Romans 12:2 speaks about a "good, and acceptable, and perfect, will of God." We know therefore that there is a perfect Will of God.

In 1 Samuel 8, the elders of Israel, went to Samuel and gave him reason why they wanted to be governed by a human King after the manner of other nations. (vs 4 and 5) The scripture tells us that Samuel was displeased by this request. Samuel knew that this was not the will of God for the governance of Israel. Samuel went to the Lord in prayer concerning this matter.

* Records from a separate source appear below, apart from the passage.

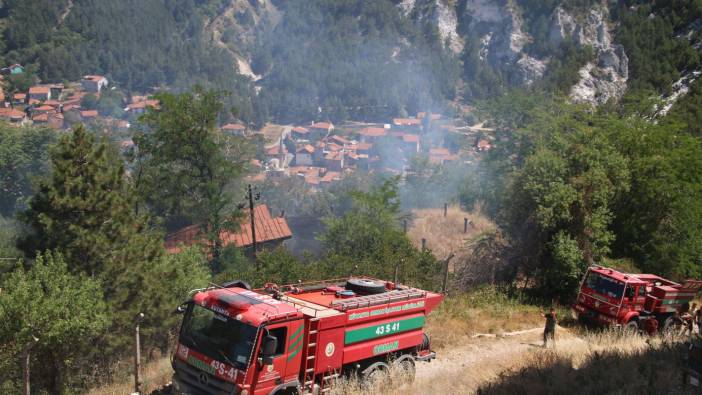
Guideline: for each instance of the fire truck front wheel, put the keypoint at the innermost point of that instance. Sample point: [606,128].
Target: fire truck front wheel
[632,327]
[404,366]
[375,373]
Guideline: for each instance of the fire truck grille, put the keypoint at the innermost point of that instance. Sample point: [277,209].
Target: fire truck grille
[201,383]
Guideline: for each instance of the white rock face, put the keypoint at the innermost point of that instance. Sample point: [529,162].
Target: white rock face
[530,70]
[443,16]
[606,78]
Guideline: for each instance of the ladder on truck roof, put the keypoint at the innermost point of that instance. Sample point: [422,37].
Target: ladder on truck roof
[309,358]
[377,299]
[309,362]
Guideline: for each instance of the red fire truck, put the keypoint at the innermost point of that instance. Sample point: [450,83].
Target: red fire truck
[297,339]
[609,297]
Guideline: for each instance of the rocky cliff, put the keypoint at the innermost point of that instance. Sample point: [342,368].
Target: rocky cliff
[499,27]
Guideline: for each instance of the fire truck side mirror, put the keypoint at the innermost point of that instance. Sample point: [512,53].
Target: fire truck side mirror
[270,344]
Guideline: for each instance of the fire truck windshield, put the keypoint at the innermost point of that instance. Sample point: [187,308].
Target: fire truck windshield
[217,336]
[604,285]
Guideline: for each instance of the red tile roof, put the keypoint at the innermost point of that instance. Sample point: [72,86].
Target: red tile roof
[41,118]
[267,229]
[95,78]
[306,148]
[44,108]
[233,126]
[410,138]
[40,90]
[406,121]
[373,132]
[11,113]
[339,139]
[322,125]
[364,146]
[331,176]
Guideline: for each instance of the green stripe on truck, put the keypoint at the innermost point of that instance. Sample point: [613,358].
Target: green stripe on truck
[376,331]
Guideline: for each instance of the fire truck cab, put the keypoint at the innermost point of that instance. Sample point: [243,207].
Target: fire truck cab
[297,339]
[609,297]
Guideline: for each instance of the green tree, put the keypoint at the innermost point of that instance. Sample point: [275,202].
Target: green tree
[85,209]
[23,156]
[368,240]
[185,166]
[659,223]
[66,312]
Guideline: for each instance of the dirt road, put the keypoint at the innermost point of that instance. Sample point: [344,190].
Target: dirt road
[463,369]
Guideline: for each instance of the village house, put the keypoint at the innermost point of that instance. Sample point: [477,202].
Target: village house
[140,107]
[13,116]
[412,124]
[12,69]
[304,155]
[320,130]
[372,134]
[234,129]
[300,133]
[440,156]
[39,93]
[334,160]
[271,232]
[93,83]
[88,115]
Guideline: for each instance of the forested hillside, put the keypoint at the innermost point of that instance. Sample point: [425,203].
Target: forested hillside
[346,59]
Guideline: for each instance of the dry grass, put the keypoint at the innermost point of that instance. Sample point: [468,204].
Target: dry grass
[445,235]
[483,310]
[154,375]
[594,364]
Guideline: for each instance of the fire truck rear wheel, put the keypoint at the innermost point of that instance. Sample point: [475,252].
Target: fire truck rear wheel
[405,367]
[363,286]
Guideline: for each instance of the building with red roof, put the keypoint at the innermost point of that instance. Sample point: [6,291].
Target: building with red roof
[40,93]
[93,83]
[370,134]
[412,122]
[13,116]
[88,115]
[236,129]
[299,132]
[270,232]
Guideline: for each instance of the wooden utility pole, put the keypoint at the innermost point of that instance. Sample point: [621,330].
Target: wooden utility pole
[25,364]
[444,287]
[252,198]
[137,355]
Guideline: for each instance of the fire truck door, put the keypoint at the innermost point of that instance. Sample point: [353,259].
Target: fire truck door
[269,376]
[640,298]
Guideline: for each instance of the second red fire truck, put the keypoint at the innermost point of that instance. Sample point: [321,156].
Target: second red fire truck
[297,339]
[613,298]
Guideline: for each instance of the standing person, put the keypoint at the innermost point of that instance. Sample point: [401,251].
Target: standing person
[687,319]
[550,327]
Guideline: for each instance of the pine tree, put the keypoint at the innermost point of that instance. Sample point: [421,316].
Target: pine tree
[85,210]
[65,312]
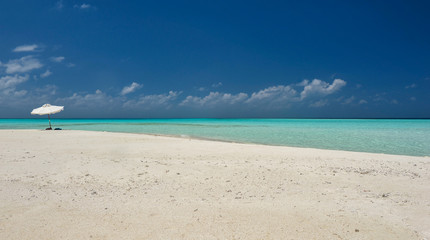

God's instruction to Samuel is interesting: "Hearken unto the voice of the people in all that they say unto thee:". In other words, give them what they want. But in the same sentence - "they have not rejected thee, but they have rejected me, that I should not reign over them." Although granting their request for a human king to rule over them, God considered that request to be one of rejecting Him from ruling over Israel. In other words, the perfect will of God was that He would be their king and, not a man, as the other nations. The Lord went further in warning them of the kind of king that they would receive and how they would suffer under his reign.(vs 9 - 18). The Lord promised that on the day when they cry unto him because of the king that rule over them, He will not answer. Answers to prayer are also aligned with being in the perfect will of God and, therefore, our prayers are hindered when we are out of His perfect will. As the people insisted that they should have a king, inspite of the warning of God, Samuel was instructed by God to "make them a king." (vs 22) Clearly, the Lord was permitting them a king, against His perfect will.

In 1 Samuel 9:16, the Lord leads Samuel to Saul and told him to "anoint him to be captain over my people Israel, that he may save my people out of the hand of the Philistines: for I have looked upon my people, because their cry is come unto me". Samuel stood in the office of king with the anointing of the Lord upon him. God promised that Saul would have military victories for the sake of Israel (see also 1 Samuel 14:47, 48)

Blessings does not mean that someone is in the perfect will of God. There are things that God permits. We live in a day in which many claim to be apostles and are not. Can we say with surety that all who are pastoring are called and anointed for that office? In such cases, the flock suffers. In instructing about ordaining pastors, Paul told Timothy, that he should not put a novice in office. (1 Timothy 3:6) This has to do with maturity and readiness. Doubtless there are many in offices for which they are not ready. They surely are not in the perfect will of God. But God may permit it, as as we saw in the case of Saul. This is dangerous for we can never be effective out of the perfect will of God. And yet, it does not mean that there are not some successes, as we see in Saul.